Dalam kajian linguistik umum bahasa, baik sebagai langage maupun langue,
lajim didefinisikan sebagai sebuah sistem lambang bunyi yang bersifat
arbitrer yang digunakan manusia sebagai alat komunikasi atau alat
interaksi sosial. Sebagai sebuah sistem, bahasa juga bersifat sistematis,
artinya secara keseluruhan bahasa itu ada kaidah-kaidahnya. Lalu,
secara sistematis artinya, sistem bahasa itu bukan merupakan sistem
tunggal, melainkan ada subsistem-subsistemnya, yang subsistemnya
gramatikal dan subsistem semantik.
Sebagai
lambang artinya, setiap satuan bahasa seperti kata dan kalimat, tentu
ada yang dilambangkannya. Kemudian, karena lambang bahasa itu berupa
bunyi, maka lambang bahasa yang berbunyi [kuda] digunakan untuk
melambangkan atau menandai ‘sejenis binatang berkaki empat yang biasa
dikendarai’ dan lambang bahasa yang berbunyi [air] digunakan untuk
melambangkan atau menandai ‘sejenis zat cair yang biasa digunakan untuk
keperluan sehari-hari’.
Lambang
bahasa itu bersifat arbitrer. Artinya, tidak ada “hubungan wajib”

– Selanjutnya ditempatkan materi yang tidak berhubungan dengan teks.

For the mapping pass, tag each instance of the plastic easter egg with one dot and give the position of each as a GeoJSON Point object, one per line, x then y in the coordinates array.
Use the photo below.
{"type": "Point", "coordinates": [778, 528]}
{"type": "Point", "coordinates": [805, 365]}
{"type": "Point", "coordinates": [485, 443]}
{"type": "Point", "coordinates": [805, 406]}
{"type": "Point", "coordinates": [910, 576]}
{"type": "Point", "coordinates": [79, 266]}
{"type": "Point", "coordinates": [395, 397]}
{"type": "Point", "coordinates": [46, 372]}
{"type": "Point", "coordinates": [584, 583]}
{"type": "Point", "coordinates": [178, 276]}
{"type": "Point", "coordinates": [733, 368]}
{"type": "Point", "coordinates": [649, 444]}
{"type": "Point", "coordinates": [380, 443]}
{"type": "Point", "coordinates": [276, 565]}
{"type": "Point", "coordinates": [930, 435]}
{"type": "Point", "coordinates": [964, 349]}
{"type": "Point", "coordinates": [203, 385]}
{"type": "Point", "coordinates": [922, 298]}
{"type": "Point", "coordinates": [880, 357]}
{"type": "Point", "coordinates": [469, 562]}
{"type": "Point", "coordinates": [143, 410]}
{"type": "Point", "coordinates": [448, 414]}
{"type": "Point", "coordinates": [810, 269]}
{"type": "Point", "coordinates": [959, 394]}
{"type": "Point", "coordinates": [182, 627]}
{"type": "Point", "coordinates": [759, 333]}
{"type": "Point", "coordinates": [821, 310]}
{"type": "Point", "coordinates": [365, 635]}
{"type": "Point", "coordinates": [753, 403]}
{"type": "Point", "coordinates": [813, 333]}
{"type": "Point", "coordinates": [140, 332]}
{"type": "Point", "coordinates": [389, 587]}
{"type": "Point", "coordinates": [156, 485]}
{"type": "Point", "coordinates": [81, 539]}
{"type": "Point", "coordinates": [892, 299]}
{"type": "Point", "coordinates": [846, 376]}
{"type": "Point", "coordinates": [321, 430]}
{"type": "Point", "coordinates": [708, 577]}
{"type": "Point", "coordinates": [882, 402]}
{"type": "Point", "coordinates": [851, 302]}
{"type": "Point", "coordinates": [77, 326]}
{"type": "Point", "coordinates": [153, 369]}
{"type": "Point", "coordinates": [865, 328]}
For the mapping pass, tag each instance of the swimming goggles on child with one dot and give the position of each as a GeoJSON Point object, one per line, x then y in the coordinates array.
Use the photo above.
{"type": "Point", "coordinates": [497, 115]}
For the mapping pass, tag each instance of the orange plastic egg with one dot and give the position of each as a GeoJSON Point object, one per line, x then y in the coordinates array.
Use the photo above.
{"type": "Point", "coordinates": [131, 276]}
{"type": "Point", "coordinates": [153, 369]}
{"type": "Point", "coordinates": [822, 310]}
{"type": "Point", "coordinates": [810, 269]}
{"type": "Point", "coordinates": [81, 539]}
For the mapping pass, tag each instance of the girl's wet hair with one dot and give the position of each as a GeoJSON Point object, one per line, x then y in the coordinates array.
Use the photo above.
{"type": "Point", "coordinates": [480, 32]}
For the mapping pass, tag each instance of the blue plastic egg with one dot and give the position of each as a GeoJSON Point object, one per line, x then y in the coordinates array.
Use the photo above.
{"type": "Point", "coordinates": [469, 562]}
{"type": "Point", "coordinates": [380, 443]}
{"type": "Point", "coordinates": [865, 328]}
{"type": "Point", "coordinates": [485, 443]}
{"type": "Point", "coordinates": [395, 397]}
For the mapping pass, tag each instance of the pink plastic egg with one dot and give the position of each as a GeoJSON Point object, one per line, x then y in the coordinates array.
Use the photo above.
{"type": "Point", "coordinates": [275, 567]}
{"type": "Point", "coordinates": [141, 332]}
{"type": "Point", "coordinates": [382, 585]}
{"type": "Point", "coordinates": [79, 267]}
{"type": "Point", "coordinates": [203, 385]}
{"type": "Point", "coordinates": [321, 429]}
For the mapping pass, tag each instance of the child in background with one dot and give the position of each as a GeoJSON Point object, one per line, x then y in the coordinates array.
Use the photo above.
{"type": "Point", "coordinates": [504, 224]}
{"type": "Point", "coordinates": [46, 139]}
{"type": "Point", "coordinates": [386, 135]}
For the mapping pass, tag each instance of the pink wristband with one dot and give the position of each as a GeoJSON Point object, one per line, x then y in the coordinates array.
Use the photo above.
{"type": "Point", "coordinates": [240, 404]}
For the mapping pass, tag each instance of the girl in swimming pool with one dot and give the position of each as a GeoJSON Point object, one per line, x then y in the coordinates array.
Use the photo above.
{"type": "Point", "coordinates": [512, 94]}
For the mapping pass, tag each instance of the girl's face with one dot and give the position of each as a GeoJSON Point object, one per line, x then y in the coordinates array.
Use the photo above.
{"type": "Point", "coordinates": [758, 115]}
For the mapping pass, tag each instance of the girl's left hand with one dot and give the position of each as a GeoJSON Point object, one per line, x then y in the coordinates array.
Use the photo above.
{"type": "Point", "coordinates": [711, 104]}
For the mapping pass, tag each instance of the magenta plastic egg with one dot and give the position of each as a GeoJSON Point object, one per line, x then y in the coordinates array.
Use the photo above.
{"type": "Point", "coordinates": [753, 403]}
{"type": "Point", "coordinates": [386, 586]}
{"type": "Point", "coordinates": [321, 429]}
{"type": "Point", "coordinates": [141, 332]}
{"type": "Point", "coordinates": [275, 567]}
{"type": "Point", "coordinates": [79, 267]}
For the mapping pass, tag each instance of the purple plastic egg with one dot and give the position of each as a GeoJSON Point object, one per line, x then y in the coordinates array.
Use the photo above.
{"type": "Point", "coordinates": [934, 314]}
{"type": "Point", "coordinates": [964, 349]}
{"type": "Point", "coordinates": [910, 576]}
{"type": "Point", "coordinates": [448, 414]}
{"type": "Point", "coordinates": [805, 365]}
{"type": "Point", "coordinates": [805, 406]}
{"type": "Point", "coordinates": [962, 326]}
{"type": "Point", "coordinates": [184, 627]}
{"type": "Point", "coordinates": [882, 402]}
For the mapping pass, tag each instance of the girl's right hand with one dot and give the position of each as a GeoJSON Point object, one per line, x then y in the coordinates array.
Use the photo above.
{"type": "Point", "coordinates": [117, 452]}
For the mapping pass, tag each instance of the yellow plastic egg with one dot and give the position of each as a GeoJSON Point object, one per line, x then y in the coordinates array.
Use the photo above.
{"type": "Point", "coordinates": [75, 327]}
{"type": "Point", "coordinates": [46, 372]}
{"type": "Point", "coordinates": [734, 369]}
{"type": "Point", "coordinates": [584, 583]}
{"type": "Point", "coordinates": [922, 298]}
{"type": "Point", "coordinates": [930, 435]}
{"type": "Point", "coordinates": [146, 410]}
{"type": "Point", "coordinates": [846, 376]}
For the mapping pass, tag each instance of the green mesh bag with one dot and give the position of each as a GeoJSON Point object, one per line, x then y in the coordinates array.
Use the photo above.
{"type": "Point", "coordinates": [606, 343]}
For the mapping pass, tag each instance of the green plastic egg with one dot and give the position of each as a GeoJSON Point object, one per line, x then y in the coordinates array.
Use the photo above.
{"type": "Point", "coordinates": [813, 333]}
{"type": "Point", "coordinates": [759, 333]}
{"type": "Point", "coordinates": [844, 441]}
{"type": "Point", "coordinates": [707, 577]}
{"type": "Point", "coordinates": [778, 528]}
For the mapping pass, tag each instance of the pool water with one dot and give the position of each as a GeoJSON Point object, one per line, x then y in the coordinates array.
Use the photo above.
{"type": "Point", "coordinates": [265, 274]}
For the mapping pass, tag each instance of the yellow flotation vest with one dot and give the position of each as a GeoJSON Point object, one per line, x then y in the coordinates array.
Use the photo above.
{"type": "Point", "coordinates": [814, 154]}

antara lambang dengan yang dilambangkan. Jadi, kalau ditanyakan “mengapa
binatang berkaki empat yang biasa dikendarai” disebut atau
dilambangkan dengan bunyi [kuda] tidaklah bisa dijelaskan. Begitu juga
tidak bisa dijelaskan “mengapa zat cair yang biasa digunakan untuk
keperluan sehari-hari” disebut atau dilambangkan dengan bunyi [air].
Akibat
dari sifat arbitrer ini, maka akan kita dapati adanya sebuah lambang
yang digunakan untuk melambangkan dua maujud yang berbeda. Misalnya,
lambang yang berbunyi [pacar] digunakan untuk melambangkan dua maujud
yaitu, ‘kekasih’ dan ‘ pemerah kuku’ atau “inai”. Bisa juga dua lambang
yang berbeda atau lebih digunakan untuk melambangkan maujud yang sama.
Misalnya lambang [mati] , [wafat], dan [meninggal] sama-sama
melambangkan keadaan ‘yang tadinya bernyawa menjadi tidak bernyawa’.
Kejadian lain akibat dari sifat arbitrer ini bisa menjadikan sebuah
lambang bunyi menjadi berbeda dari yang dilambangkan terdahulu. Misalnya
lambang yang berbunyi [ceramah], dulu digunakan untuk melambangkan
keadaan ‘bawel, cerewet’; tetapi sekarang digunakan untuk melambangkan
maujud ‘uraian mengenai suatu bidang ilmu di muka orang banyak’.